I found a unicorn - help.

Let's say you come up with a brilliant unicorn startup business idea and plot twist - you're an employee in IBD.

If you create your business plan and investor pres. using some work resources, does the bank have any legal claim to remuneration or to the business after you quit and hit it big?

If you create materials without company resources while still an employee, does the bank have any legal claim to remuneration or to the business after you quit and hit it big?

FINRA states you have to declare outside business activities - what's timing on this? Is it safe to do so immediately prior to incorporation? Do you do this as soon as you begin drawing up a business plan?

Thanks.

35 Comments
 

First piece of advice - read your employment contract. If it's not discussed there, read your employee handbook. This is the easiest place to go to find out if there could be a conflict of interest.
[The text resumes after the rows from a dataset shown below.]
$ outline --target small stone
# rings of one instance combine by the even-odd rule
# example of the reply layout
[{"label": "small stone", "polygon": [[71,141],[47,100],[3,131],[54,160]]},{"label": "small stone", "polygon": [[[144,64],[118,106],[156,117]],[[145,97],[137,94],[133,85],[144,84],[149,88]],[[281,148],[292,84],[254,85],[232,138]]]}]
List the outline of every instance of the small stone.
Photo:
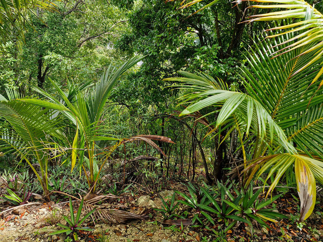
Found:
[{"label": "small stone", "polygon": [[25,208],[23,207],[19,207],[18,208],[14,209],[12,210],[12,212],[15,213],[16,214],[19,214],[19,215],[22,214],[25,211]]},{"label": "small stone", "polygon": [[268,230],[266,228],[263,227],[261,228],[261,232],[263,234],[265,234],[266,235],[268,234]]},{"label": "small stone", "polygon": [[170,190],[162,191],[159,193],[158,194],[164,200],[168,201],[172,199],[172,197],[174,193],[175,193],[175,200],[177,200],[178,199],[177,195],[173,191],[170,191]]},{"label": "small stone", "polygon": [[150,199],[150,196],[141,196],[137,200],[137,204],[141,207],[150,207],[155,206],[155,203]]}]

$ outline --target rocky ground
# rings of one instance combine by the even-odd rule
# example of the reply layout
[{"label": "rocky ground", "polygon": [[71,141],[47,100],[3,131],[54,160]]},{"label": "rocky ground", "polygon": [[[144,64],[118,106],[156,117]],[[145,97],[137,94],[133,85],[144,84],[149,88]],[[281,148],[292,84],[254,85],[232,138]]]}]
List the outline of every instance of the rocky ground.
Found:
[{"label": "rocky ground", "polygon": [[[169,194],[167,191],[161,193],[164,197]],[[132,203],[133,207],[138,209],[160,207],[161,203],[159,198],[153,200],[149,196],[146,196],[141,197]],[[68,204],[51,205],[35,205],[5,214],[4,218],[0,220],[0,241],[65,241],[67,236],[65,234],[52,236],[48,234],[59,229],[59,227],[51,224],[55,225],[59,222],[64,222],[62,215],[68,215]],[[94,230],[93,232],[84,232],[79,234],[80,241],[96,241],[99,239],[101,242],[199,241],[200,237],[202,236],[202,234],[190,230],[188,227],[182,233],[164,229],[162,225],[156,222],[155,219],[152,218],[147,221],[132,221],[126,224],[97,224],[93,227]]]},{"label": "rocky ground", "polygon": [[[173,192],[164,191],[160,193],[159,195],[167,200]],[[162,203],[157,196],[151,197],[145,195],[134,198],[130,195],[123,197],[120,202],[130,208],[130,211],[137,214],[145,208],[160,207]],[[76,210],[77,204],[75,205],[74,209]],[[277,206],[279,206],[279,204]],[[292,218],[294,210],[289,208],[287,208],[288,212],[291,213],[289,214],[290,217]],[[180,206],[179,209],[185,208]],[[0,242],[68,241],[68,238],[67,238],[65,234],[50,236],[49,233],[60,229],[60,227],[56,225],[60,222],[64,223],[62,215],[68,216],[69,213],[68,204],[65,203],[32,204],[3,213],[0,218]],[[293,223],[290,220],[282,220],[279,224],[273,223],[271,225],[271,230],[255,226],[255,235],[252,237],[249,227],[247,224],[240,223],[238,226],[228,231],[227,234],[222,235],[221,238],[217,238],[200,228],[189,226],[185,227],[182,232],[178,231],[176,228],[172,229],[171,226],[163,225],[157,222],[156,220],[162,220],[160,215],[156,215],[153,213],[151,217],[151,218],[147,221],[134,220],[125,224],[119,225],[98,224],[94,225],[89,219],[86,221],[86,226],[93,227],[94,230],[79,233],[79,241],[82,242],[206,242],[221,238],[222,240],[217,241],[323,242],[323,219],[318,213],[313,213],[307,220],[306,225],[303,227],[296,222],[294,223],[295,226],[290,225]],[[167,226],[168,228],[166,229],[165,227]],[[178,229],[179,227],[177,227]]]}]

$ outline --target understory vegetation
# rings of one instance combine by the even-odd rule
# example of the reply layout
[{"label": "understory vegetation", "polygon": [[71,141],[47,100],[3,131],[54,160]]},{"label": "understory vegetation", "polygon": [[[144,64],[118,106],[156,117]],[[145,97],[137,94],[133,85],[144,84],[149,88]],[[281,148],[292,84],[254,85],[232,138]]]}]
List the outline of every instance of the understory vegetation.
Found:
[{"label": "understory vegetation", "polygon": [[323,241],[322,8],[1,1],[0,240]]}]

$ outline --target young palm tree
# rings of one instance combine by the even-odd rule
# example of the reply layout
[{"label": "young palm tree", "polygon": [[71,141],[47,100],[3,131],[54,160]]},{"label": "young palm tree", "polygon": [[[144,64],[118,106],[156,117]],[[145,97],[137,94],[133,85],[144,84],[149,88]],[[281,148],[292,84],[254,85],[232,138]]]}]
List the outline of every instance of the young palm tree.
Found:
[{"label": "young palm tree", "polygon": [[[287,44],[281,43],[292,39],[292,34],[276,35],[274,41],[258,40],[255,49],[250,48],[252,53],[246,56],[249,68],[242,69],[245,93],[230,90],[220,80],[203,74],[180,72],[184,77],[167,80],[182,83],[176,86],[191,92],[180,98],[180,104],[189,105],[180,115],[214,106],[204,117],[218,113],[210,125],[218,133],[219,129],[227,131],[222,142],[234,130],[237,131],[244,144],[241,146],[244,171],[249,173],[246,186],[255,175],[259,177],[269,169],[266,181],[276,175],[268,195],[294,166],[303,220],[315,204],[315,179],[323,184],[323,91],[318,90],[319,83],[308,87],[322,63],[317,60],[295,74],[295,70],[311,59],[310,53],[300,55],[301,50],[296,48],[271,58]],[[247,146],[247,141],[252,145]],[[248,161],[247,156],[251,157]]]},{"label": "young palm tree", "polygon": [[[62,100],[62,102],[53,95],[35,86],[33,86],[34,90],[49,101],[27,98],[19,99],[24,102],[60,111],[68,119],[69,125],[75,128],[75,135],[71,156],[71,169],[74,169],[78,156],[80,167],[85,172],[90,192],[95,190],[96,183],[105,163],[112,152],[120,146],[135,140],[143,141],[165,155],[151,140],[172,143],[169,138],[158,136],[139,136],[121,139],[107,133],[110,131],[105,125],[104,107],[111,91],[122,73],[143,58],[135,57],[131,58],[118,69],[110,66],[101,80],[94,86],[88,83],[76,86],[68,83],[68,93],[64,92],[56,83],[50,80],[59,98]],[[82,91],[83,90],[85,91]],[[105,148],[100,147],[98,142],[104,140],[114,140],[116,143],[114,145]],[[88,167],[83,164],[85,155],[87,156],[86,161],[88,164],[88,175],[86,170]],[[98,167],[99,162],[97,161],[99,156],[101,159],[99,168]]]},{"label": "young palm tree", "polygon": [[[61,120],[54,117],[52,110],[18,101],[16,92],[7,92],[7,99],[0,95],[0,150],[4,154],[13,152],[27,162],[41,185],[44,198],[49,200],[48,162],[61,154],[57,152],[58,143],[65,139]],[[35,161],[40,174],[33,165]]]}]

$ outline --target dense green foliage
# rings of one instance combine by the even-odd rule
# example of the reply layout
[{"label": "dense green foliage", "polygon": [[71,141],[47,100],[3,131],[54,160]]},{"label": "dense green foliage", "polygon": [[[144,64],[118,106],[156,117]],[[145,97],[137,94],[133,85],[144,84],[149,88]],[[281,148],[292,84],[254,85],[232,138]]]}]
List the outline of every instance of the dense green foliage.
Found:
[{"label": "dense green foliage", "polygon": [[[264,13],[284,6],[244,0],[203,11],[203,1],[63,0],[52,11],[27,1],[9,12],[2,3],[0,14],[10,14],[0,20],[3,199],[81,193],[76,218],[70,200],[64,217],[73,228],[60,224],[53,235],[87,229],[78,223],[83,201],[96,219],[145,218],[92,208],[130,187],[153,194],[170,179],[188,182],[190,195],[162,198],[155,210],[185,220],[181,203],[214,234],[217,225],[226,233],[245,223],[253,233],[253,222],[285,218],[267,207],[281,195],[278,185],[298,192],[307,219],[323,183],[323,15],[281,1],[297,13]],[[272,27],[266,33],[263,21]],[[16,170],[28,186],[18,185]]]}]

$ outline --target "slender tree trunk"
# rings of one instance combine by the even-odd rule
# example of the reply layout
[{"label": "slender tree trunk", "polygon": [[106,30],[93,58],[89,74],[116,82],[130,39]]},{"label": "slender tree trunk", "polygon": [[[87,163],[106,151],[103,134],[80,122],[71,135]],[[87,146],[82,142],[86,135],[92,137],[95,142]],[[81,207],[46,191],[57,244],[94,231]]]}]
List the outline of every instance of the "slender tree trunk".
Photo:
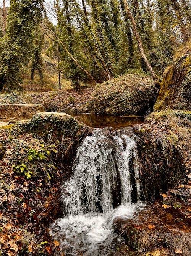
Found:
[{"label": "slender tree trunk", "polygon": [[93,82],[94,83],[96,83],[96,82],[95,80],[95,79],[93,77],[93,76],[91,75],[91,74],[89,73],[89,72],[86,70],[86,69],[85,69],[82,67],[81,67],[80,65],[78,63],[78,61],[76,61],[76,60],[73,57],[73,56],[71,55],[71,54],[68,51],[68,50],[67,48],[66,47],[65,45],[64,45],[64,44],[62,43],[62,42],[61,41],[60,39],[55,34],[55,33],[52,31],[52,30],[50,28],[49,28],[48,26],[47,26],[46,25],[44,24],[44,23],[42,23],[43,26],[44,26],[45,27],[47,28],[49,31],[51,32],[51,33],[52,33],[52,34],[56,37],[56,38],[57,39],[57,40],[60,42],[60,44],[62,45],[63,47],[65,49],[65,50],[66,52],[66,53],[68,53],[68,54],[69,55],[69,56],[70,57],[70,58],[73,60],[73,61],[74,62],[74,63],[76,63],[76,64],[77,65],[77,66],[79,68],[83,71],[86,74],[89,76],[90,78],[91,78],[91,79],[92,79],[93,80]]},{"label": "slender tree trunk", "polygon": [[60,82],[60,56],[58,43],[57,43],[57,52],[58,54],[58,79],[59,82],[59,90],[61,89],[61,83]]},{"label": "slender tree trunk", "polygon": [[184,23],[183,19],[182,17],[182,13],[180,10],[179,7],[176,0],[171,0],[173,3],[173,8],[174,9],[178,20],[180,23],[180,30],[182,35],[183,41],[186,43],[188,39],[188,31],[185,28],[185,25]]},{"label": "slender tree trunk", "polygon": [[129,16],[129,18],[131,20],[132,25],[133,25],[133,31],[137,40],[137,41],[138,43],[138,45],[139,46],[139,49],[140,52],[141,53],[141,55],[142,58],[143,58],[145,63],[146,65],[147,68],[150,73],[151,75],[153,81],[155,84],[155,86],[157,88],[159,88],[160,85],[160,83],[159,81],[159,79],[157,76],[155,74],[154,71],[153,71],[152,67],[151,67],[151,64],[149,62],[148,59],[147,59],[146,55],[144,52],[144,50],[143,50],[143,47],[142,47],[142,44],[141,41],[139,37],[138,31],[137,31],[136,24],[135,23],[135,21],[134,19],[134,18],[133,17],[131,13],[130,10],[129,8],[129,6],[127,3],[126,0],[124,0],[125,5],[125,8],[127,11],[128,16]]},{"label": "slender tree trunk", "polygon": [[6,25],[6,7],[5,6],[5,0],[3,0],[3,36],[4,36],[5,34]]},{"label": "slender tree trunk", "polygon": [[126,33],[127,34],[127,39],[129,43],[129,56],[128,58],[128,63],[129,63],[131,68],[133,69],[134,68],[134,63],[133,62],[134,52],[133,52],[133,35],[131,31],[131,28],[129,21],[128,19],[128,15],[125,10],[123,0],[120,0],[120,4],[123,12],[123,15],[124,18],[126,28]]}]

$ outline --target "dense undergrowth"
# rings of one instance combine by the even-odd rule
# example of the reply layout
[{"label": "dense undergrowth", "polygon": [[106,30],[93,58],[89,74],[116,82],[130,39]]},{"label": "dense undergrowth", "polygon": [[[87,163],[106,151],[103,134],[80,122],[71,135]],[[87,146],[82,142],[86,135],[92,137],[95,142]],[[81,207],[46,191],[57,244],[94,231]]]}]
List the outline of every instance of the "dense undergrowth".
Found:
[{"label": "dense undergrowth", "polygon": [[70,116],[38,115],[0,129],[1,255],[59,255],[47,229],[60,216],[60,186],[87,131]]},{"label": "dense undergrowth", "polygon": [[154,112],[146,123],[134,128],[138,138],[142,198],[147,200],[190,178],[190,117],[189,111]]},{"label": "dense undergrowth", "polygon": [[121,76],[98,86],[91,112],[99,114],[144,114],[152,110],[158,90],[152,80],[140,74]]}]

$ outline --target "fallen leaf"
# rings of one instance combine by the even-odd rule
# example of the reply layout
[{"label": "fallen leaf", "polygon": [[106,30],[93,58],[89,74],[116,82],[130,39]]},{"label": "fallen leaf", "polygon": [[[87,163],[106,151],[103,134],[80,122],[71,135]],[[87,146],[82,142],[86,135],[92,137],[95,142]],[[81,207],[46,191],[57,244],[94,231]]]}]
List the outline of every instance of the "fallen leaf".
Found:
[{"label": "fallen leaf", "polygon": [[162,207],[164,207],[165,209],[166,209],[166,208],[170,208],[171,207],[171,205],[165,205],[164,204],[162,205]]},{"label": "fallen leaf", "polygon": [[176,253],[182,253],[182,251],[179,249],[175,249],[175,251]]},{"label": "fallen leaf", "polygon": [[60,243],[58,242],[58,241],[57,241],[56,240],[54,241],[54,244],[55,247],[59,246],[60,244]]},{"label": "fallen leaf", "polygon": [[152,224],[149,224],[148,226],[149,230],[152,230],[153,228],[155,228],[155,225],[154,225],[154,224],[152,225]]},{"label": "fallen leaf", "polygon": [[166,195],[166,194],[160,194],[161,196],[162,196],[163,197],[167,197],[167,195]]},{"label": "fallen leaf", "polygon": [[32,245],[31,244],[29,244],[28,246],[28,249],[30,252],[32,252]]}]

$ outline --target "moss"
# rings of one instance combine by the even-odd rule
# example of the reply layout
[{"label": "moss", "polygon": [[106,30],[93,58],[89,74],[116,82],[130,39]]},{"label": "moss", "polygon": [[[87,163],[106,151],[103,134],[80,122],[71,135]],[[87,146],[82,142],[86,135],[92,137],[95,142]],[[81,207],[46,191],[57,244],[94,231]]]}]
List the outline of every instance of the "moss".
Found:
[{"label": "moss", "polygon": [[191,110],[191,55],[187,49],[179,52],[174,63],[165,71],[155,110],[166,109]]},{"label": "moss", "polygon": [[91,112],[100,114],[143,114],[152,109],[157,89],[140,74],[121,76],[98,86]]}]

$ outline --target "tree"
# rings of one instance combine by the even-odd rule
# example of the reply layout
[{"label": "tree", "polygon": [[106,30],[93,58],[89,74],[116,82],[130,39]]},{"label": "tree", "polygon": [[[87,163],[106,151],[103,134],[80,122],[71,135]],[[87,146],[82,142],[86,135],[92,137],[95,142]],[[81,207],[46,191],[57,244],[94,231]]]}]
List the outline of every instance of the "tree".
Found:
[{"label": "tree", "polygon": [[20,88],[30,59],[34,31],[41,18],[43,0],[12,0],[6,33],[0,40],[0,90]]},{"label": "tree", "polygon": [[155,72],[153,71],[152,67],[151,67],[150,64],[148,61],[148,59],[146,56],[146,55],[145,55],[144,50],[143,50],[143,48],[142,47],[142,42],[139,37],[139,34],[138,33],[138,31],[137,31],[137,27],[136,26],[136,24],[135,23],[134,19],[131,13],[126,0],[124,0],[124,3],[125,3],[125,8],[128,14],[128,16],[129,16],[129,18],[131,20],[132,23],[133,32],[134,32],[134,35],[135,36],[136,39],[137,40],[138,43],[138,45],[139,46],[139,49],[140,52],[141,53],[141,57],[143,59],[145,63],[145,64],[146,65],[149,70],[149,72],[151,75],[152,76],[152,78],[153,79],[153,81],[154,81],[155,86],[156,87],[159,88],[160,85],[160,83],[159,81],[157,76],[156,75]]}]

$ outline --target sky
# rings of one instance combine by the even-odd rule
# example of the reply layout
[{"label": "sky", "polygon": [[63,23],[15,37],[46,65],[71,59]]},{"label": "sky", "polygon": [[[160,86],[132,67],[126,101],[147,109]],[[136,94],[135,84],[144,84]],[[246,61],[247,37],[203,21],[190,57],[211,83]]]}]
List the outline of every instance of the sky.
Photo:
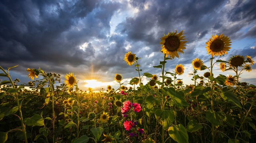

If it's not in the handbook, speak to a lawyer about your particulars and get some clarity.

Second, I would be careful, not just about using "official" company resources, but about using anything that can be viewed as corporate linked. By this I mean not only the obvious things (such as using company resources while on the clock), but developing your idea using their work-issued property may be problematic as well. They may be able to argue that you used their property to derive personal value and are therefore entitled to compensation. I don't know if this would also include your personal phone if you use it for work too, but just keep that in mind.

Third, for the disclosure, talk to a securities attorney. They would know best. I could venture a guess and would think it would be when you actually file the formation documents, but this shit can get very particular. I mean, I heard a story of a guy who got fined by FINRA because he didn't disclose that he made $2,800 from an OBA. You know what that OBA was? Ump'ing for little league. So go figure.

 

I'd be very cautious to jump on that piece of advice. Let's be real here. If you use company resources to build your investor deck and they find out, you could be sued for theft, if not more. Say your business takes off and they find out that you used their resources for an investor deck, they could argue for not only theft but that the uncompensated use of their resources successfully helped you grow a new business of which they are entitled a piece of the profits from. I wouldn't say it's worth the risk at all if that's what you're thinking of doing.

 

What sort of resources are we talking about here?

No one's going to sue you for using PPT and the printer, but as pointed out above - still better to keep them separate.

You have no IP so there's nothing to sue for. Sure they could demand to see your idea to ensure it doesn't violate non-comp, but so what? They're going to race you to build out the business?

If you're afraid of getting out-competed, the biz was never going to work anyways...

 
Most Helpful

Some good points above, but two others for you to consider:

  • It takes years to achieve unicorn status. And most startups lie about when they were actually founded (to create the appearance of extraordinary momentum/growth), so if you're inclined to say "Well, XYZ corp did it in three years" it was probably more like 5 or 6. This has no legal implications, but it decreases the already tiny odds that someone at your IB is going to go back and comb the IT logs to see if some percentage of the 23.5 hours a day you spent using powerpoint might have been devoted to your startup
  • Your idea has almost no value. Execution is everything. Most unicorns emerge - again, after years - from a pack of 5, 10, 50 companies all going after the same opportunity. (I don't say this to be negative, but to offer some candor on how likely it is that you will, anytime soon, own something of real value).
 

Look up Netscape/Mosaic v University of Illinois. Employers have way more control over IP produced on their time than Universities, and Illinois lost...still, it’s not something I’d wager a billion dollar idea on.

Also, remove it from your head that your idea is worth a billion dollars. Entrepreneurship is incredibly hard. Way harder and more stressful than banking, and it’s controlled in many ways by factors outside of your control. I spent a decade in IB and started my own company about 7 years ago. I look back on my banking career as low stress and easy.